Key members of Federal Parliament’s national security committee are backing a move to use the committee’s powers to publish an explosive book on Chinese Communist Party influence in Australia.
Committee chair and Liberal MP Andrew Hastie and deputy chair Anthony Byrne, a Labor MP, are among those supporting the move despite the potential for diplomatic fall-out, according to multiple sources.
Fairfax Media has also confirmed that the office of Prime Minister Malcolm Turnbull has been briefed on the deliberations of the committee and has no objection to it publishing the manuscript.
Two major publishers ditched the manuscript, by a professor of public ethics at Charles Sturt University, Professor Clive Hamilton, citing fears Beijing or its proxies would launch legal action.
The publishing of the manuscript by the Joint Parliamentary Committee on Intelligence and Security would further jolt relations between Canberra and Beijing, as the book exhaustively details clandestine efforts by the Chinese government to co-opt and influence Australian politicians, universities, think tanks and the media.
It may also anger several influential ex-politicians, including former foreign minister Bob Carr and former trade minister Andrew Robb. The book is highly critical of the pair’s dealings with billionaire businessmen closely aligned to the Chinese Communist Party.
But by receiving the manuscript of Silent Invasion: How China Is Turning Australia into a Puppet State as an exhibit, the committee has retained a power to publish it.
One of the concerns raised last week inside the committee about publishing the book was the appropriateness of granting it the parliamentary power of qualified privileged – which prevents the authors of submissions from being sued, and protects others such as journalists who re-publish the contents of the book.
Three committee members were understood to have been concerned that tabling the manuscript would enable a commercial publisher who otherwise wouldn’t print the book to do so.
But that concern has been made redundant this week, with Fairfax Media on Monday confirming that publisher Hardie Grant has already sent the book to the presses and would release it in March.
Why is this even a question? Publish it and bring on the blowback. The relationship needs a good airing.
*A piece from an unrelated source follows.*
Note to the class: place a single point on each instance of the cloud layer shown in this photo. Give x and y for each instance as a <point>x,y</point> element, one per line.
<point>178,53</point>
Meanwhile, the push back is also in trouble:
The government has flagged it could make changes to its foreign influence legislation as it emerged that companies might have to disclosure donations to charities and expenditure on social issues such as same-sex marriage.
As well, the controversial foreign influence regime might mean the Minerals Council, the Business Council and Industry Super Australia would all have to register as political campaigners.
It could also require the political affiliations of senior executives to be made public, according to legal advice for the Australia Institute, which has now called for the regime to be dumped.
Australia Institute executive director Ben Oquist said the government’s plans “are not only an attack on democracy, but would tie business in red tape as well. The legislation should now be abandoned altogether.”
And be replaced with what? Wholesale Chinese bribes? It should not be dumped. It should be tailored.